Ils sont 16.000 militaires, essentiellement des gendarmes d’active, mais aussi 49 réservistes. La Gendarmerie vient de faire le bilan, dans un message interne, de l’attribution dans ses rangs de la fameuse prime Covid. C’est le président de la République, Emmanuel Macron, qui avait annoncé la création de cette prime destinée aux fonctionnaires. Soit un gage de reconnaissance pour les personnels mobilisés durant la pandémie.

Lire aussi: Un troisième gendarme d’active décède de la Covid-19

Prime de 660 euros

Pour les gendarmes, le chèque de bonus s’élève à 660 euros dans la plupart des cas. L’attribution de cette prime a cependant viré au casse-tête pour la direction générale. L’exécutif a en effet fixé le nombre global de bénéficiaires à 15% de l’effectif total – le même ratio s’applique également pour les policiers. Alors que l’Arme compte environ 100.000 gendarmes, assistés de près de 30.000 réservistes. En clair: il y a donc eu peu d’élus.

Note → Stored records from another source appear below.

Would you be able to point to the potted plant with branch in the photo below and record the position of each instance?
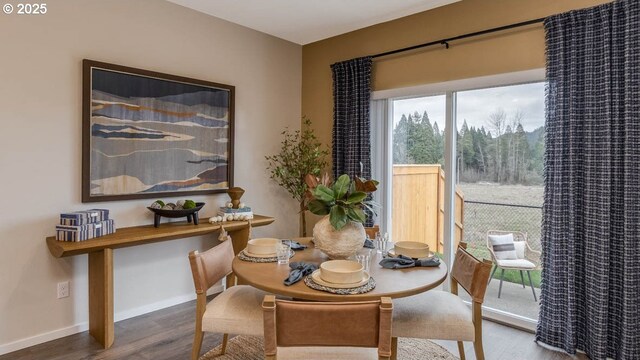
(301, 153)
(340, 234)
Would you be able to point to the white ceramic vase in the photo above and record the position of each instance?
(338, 244)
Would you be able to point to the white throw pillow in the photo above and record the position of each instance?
(503, 247)
(520, 245)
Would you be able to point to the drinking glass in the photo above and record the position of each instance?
(363, 257)
(283, 250)
(378, 243)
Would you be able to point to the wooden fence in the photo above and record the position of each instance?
(418, 205)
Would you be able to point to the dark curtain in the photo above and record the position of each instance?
(591, 215)
(351, 122)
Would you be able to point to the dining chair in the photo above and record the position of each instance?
(442, 315)
(327, 330)
(234, 311)
(523, 258)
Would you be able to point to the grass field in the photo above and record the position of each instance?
(480, 218)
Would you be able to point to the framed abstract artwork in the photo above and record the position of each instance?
(152, 135)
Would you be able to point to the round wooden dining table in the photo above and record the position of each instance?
(393, 283)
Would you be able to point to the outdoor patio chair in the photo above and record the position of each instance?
(520, 257)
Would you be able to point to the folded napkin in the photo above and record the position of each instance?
(402, 262)
(296, 245)
(299, 270)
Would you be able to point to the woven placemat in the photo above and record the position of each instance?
(370, 285)
(244, 257)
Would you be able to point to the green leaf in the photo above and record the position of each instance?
(338, 217)
(356, 197)
(323, 193)
(318, 207)
(341, 186)
(356, 214)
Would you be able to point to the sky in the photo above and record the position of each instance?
(477, 105)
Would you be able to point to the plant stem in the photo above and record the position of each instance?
(303, 220)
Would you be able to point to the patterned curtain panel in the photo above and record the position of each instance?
(591, 223)
(351, 122)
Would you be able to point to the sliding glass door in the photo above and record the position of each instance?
(493, 164)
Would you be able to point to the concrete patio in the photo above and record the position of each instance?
(514, 298)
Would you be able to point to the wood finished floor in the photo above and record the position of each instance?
(168, 334)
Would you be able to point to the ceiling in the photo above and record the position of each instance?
(306, 21)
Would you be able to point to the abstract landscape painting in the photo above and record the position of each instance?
(152, 135)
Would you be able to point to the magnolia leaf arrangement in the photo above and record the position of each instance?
(300, 154)
(344, 200)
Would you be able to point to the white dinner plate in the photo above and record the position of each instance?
(316, 277)
(259, 255)
(392, 253)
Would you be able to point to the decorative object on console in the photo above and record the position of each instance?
(147, 134)
(84, 225)
(235, 193)
(340, 234)
(300, 154)
(187, 208)
(234, 210)
(224, 235)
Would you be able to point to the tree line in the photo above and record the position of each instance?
(502, 151)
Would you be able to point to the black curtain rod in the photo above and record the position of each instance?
(447, 40)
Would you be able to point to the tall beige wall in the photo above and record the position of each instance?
(40, 148)
(515, 50)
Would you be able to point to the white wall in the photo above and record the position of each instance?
(40, 148)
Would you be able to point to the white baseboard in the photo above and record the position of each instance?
(42, 338)
(84, 326)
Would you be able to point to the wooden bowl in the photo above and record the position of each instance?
(263, 246)
(176, 213)
(412, 249)
(341, 271)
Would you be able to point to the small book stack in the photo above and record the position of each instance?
(84, 225)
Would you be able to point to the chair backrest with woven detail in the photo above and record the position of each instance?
(209, 267)
(353, 324)
(371, 232)
(471, 273)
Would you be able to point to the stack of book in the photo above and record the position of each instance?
(84, 225)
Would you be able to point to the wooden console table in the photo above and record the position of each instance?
(100, 251)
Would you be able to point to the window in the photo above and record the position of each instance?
(495, 157)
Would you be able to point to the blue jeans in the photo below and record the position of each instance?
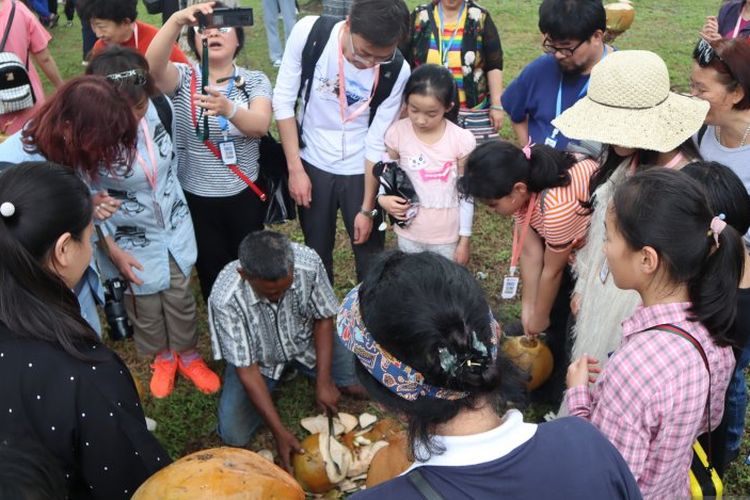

Dans le détail, ce sont d’abord des sous-officiers (9.022) et des gendarmes adjoint volontaires (4.957) qui ont été les bénéficiaires de la prime. Le commandement a attribué le bonus à 746 gendarmes du corps de soutien. De même, 625 personnels civils, 575 lieutenants et capitaines, et donc 49 réservistes ont été récompensés. Aucun officier supérieur n’a touché la prime, ils ont en effet été exclus du dispositif.

Des déçus de la prime Covid

Si elle a fait 16.000 heureux, la prime a aussi fait des déçus. Et dans des brigades, des gendarmes ont pu s’étonner de ne compter aucun bénéficiaire.Dans mon groupement, c’est les plus jeunes gendarmes, donc ceux ayant la plus petite solde, qui ont été choisis, à condition d’avoir été engagés un minimum de temps sur les contrôles”, remarque un internaute sur twitter. Un autre, un gendarme adjoint volontaire de la gendarmerie de l’Air, s’énerve. “Donc la Gendarmerie donne une prime Covid à des mecs qui sont restés dans des bureaux pendant que ma brigade et moi on était sur le tarmac à contrôler les premiers expatriés de Chine et on ne nous donne rien?“, demande-t-il.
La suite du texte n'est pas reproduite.